Mais, soit qu’on imagine un moyen pour que l’administration judiciaire prenne sur elle-même de quoi fournir à ses dépenses, soit qu’on attribue aux juges, pour leur entretien, des salaires fixes tirés de quelque autre fonds, toujours ne paraît-il pas nécessaire que celui ou ceux auxquels est confié le pouvoir exécutif soient chargés de la direction de ce fonds ou du payement de ces salaires. Ce fonds pourrait être formé du revenu de quelques propriétés foncières, et chaque cour particulière être chargée d’administrer les propriétés destinées à fournir à son entretien. Ce fonds pourrait être fait aussi avec l’intérêt d’une somme d’argent, et la cour être chargée d’administrer le capital consacré à cet objet. Une portion (très-petite, à la vérité) des salaires des juges de la cour de session d’Écosse provient de l’intérêt d’une somme d’argent.
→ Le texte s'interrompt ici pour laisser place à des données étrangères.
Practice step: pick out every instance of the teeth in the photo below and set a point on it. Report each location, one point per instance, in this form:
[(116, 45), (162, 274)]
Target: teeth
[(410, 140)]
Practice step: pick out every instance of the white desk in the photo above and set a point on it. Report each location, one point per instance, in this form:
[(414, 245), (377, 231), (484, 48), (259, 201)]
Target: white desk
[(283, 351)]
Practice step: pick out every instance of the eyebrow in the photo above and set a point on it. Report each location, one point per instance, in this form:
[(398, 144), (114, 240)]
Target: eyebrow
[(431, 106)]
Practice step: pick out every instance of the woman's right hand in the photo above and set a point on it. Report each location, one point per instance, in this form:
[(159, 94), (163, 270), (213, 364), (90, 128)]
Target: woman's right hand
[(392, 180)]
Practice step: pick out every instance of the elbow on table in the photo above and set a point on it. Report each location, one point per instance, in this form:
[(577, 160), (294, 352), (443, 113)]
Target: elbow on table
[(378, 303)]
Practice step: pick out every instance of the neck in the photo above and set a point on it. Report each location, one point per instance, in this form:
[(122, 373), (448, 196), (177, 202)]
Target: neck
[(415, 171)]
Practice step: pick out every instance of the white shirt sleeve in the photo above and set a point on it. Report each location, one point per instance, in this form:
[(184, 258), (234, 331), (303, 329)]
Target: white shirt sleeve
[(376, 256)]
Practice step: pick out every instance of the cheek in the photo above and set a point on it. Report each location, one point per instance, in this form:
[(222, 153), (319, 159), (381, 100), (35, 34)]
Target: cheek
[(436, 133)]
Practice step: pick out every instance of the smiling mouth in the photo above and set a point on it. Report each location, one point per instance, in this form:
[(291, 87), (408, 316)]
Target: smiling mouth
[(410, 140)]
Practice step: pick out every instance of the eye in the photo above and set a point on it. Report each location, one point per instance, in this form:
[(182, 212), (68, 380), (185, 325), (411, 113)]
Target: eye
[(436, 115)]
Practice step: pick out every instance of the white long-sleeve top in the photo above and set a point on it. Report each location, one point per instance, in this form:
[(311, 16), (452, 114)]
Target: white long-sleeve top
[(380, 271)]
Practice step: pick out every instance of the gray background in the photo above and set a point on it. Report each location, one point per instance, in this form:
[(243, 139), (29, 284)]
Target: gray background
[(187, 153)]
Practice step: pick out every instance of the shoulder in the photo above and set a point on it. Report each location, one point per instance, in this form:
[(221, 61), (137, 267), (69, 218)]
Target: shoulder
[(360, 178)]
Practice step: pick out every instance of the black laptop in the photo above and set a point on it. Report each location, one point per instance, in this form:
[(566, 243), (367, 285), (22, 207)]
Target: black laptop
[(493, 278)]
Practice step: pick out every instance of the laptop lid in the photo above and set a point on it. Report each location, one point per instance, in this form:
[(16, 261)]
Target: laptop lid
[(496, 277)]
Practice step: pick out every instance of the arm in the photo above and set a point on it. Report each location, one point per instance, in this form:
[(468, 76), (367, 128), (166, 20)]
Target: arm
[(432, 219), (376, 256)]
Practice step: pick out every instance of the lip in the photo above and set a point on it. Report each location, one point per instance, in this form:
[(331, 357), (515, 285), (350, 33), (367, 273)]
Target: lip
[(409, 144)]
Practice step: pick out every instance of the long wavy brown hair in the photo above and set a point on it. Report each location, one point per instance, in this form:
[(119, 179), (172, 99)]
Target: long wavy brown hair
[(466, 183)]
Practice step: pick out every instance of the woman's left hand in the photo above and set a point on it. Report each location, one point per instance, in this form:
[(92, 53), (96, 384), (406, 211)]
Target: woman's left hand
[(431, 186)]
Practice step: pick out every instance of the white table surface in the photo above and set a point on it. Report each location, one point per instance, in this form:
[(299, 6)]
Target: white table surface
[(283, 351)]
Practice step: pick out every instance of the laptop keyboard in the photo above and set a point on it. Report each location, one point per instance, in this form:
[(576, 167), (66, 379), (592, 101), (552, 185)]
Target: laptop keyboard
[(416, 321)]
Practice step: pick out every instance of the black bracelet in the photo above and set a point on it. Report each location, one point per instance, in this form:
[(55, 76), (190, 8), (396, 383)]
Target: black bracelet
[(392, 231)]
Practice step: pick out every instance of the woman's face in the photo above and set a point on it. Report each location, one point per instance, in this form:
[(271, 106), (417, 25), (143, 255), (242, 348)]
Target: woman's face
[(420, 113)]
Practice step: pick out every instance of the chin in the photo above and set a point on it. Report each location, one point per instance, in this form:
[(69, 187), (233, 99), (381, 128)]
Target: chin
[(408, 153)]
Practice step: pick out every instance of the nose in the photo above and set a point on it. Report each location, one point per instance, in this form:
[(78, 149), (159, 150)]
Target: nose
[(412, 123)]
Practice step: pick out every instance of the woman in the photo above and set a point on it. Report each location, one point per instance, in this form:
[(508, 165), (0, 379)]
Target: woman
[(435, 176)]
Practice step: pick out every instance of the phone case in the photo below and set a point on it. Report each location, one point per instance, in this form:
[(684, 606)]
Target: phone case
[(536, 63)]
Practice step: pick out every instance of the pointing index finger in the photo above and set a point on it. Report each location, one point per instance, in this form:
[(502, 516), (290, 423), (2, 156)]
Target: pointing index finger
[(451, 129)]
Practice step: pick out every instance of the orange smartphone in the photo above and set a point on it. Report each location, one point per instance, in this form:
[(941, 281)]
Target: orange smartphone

Néanmoins, l’instabilité d’un tel fonds paraît le rendre peu propre à servir à l’entretien d’une institution dont la nature est d’être perpétuelle.
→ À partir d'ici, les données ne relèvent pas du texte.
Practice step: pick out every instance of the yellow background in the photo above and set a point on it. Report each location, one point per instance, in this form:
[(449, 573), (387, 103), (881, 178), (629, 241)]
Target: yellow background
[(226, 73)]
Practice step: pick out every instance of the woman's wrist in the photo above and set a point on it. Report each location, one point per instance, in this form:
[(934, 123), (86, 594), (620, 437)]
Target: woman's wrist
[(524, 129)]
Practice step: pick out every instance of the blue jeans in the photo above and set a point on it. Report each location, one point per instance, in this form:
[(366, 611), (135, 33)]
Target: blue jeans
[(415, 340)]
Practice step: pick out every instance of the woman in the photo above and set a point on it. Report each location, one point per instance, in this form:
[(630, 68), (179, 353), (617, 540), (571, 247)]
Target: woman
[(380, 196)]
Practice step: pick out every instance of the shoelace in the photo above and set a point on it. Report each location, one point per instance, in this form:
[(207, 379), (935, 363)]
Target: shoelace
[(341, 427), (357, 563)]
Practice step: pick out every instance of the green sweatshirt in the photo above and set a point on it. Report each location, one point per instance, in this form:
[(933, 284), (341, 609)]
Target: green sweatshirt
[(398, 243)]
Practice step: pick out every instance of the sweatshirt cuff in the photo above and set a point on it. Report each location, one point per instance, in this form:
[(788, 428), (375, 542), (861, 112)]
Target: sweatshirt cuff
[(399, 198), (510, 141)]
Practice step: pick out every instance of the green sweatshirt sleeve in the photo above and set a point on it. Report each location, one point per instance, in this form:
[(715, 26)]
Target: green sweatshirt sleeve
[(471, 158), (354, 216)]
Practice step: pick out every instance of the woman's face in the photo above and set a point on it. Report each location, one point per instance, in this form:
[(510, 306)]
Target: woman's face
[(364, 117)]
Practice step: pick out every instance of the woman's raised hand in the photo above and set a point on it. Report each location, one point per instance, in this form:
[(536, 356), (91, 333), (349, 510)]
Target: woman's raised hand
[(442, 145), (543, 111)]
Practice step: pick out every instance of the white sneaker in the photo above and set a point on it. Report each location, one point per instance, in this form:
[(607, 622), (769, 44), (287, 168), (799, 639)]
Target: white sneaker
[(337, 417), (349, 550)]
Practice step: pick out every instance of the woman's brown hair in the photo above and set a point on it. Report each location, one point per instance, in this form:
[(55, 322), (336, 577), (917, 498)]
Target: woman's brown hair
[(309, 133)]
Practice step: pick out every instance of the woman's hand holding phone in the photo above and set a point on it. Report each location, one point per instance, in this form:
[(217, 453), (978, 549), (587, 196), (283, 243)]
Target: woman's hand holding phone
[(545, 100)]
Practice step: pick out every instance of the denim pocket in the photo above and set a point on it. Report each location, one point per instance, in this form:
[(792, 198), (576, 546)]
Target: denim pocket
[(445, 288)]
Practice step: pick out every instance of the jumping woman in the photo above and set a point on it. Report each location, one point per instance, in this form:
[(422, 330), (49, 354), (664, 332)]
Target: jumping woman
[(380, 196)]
La séparation du pouvoir judiciaire d’avec le pouvoir exécutif est provenue, dans l’origine, à ce qu’il semble, de la multiplication des affaires de la société, en conséquence des progrès de la civilisation. L’administration de la justice devint par elle-même une fonction assez pénible et assez compliquée pour exiger l’attention tout entière des personnes auxquelles elle était confiée. La personne dépositaire du pouvoir exécutif n’ayant pas le loisir de s’occuper par elle-même de la décision des causes privées, on commit un délégué pour les décider

  1. Toutes ces turpitudes sont encore autorisées aujourd’hui par les divers codes de procédure de l’Europe et exploitées sans miséricorde par les avoués, les huissiers et les gens de loi. Elles font la honte et le fléau de notre temps. Quand donc commencera la croisade qui doit y mettre un terme ? A. B.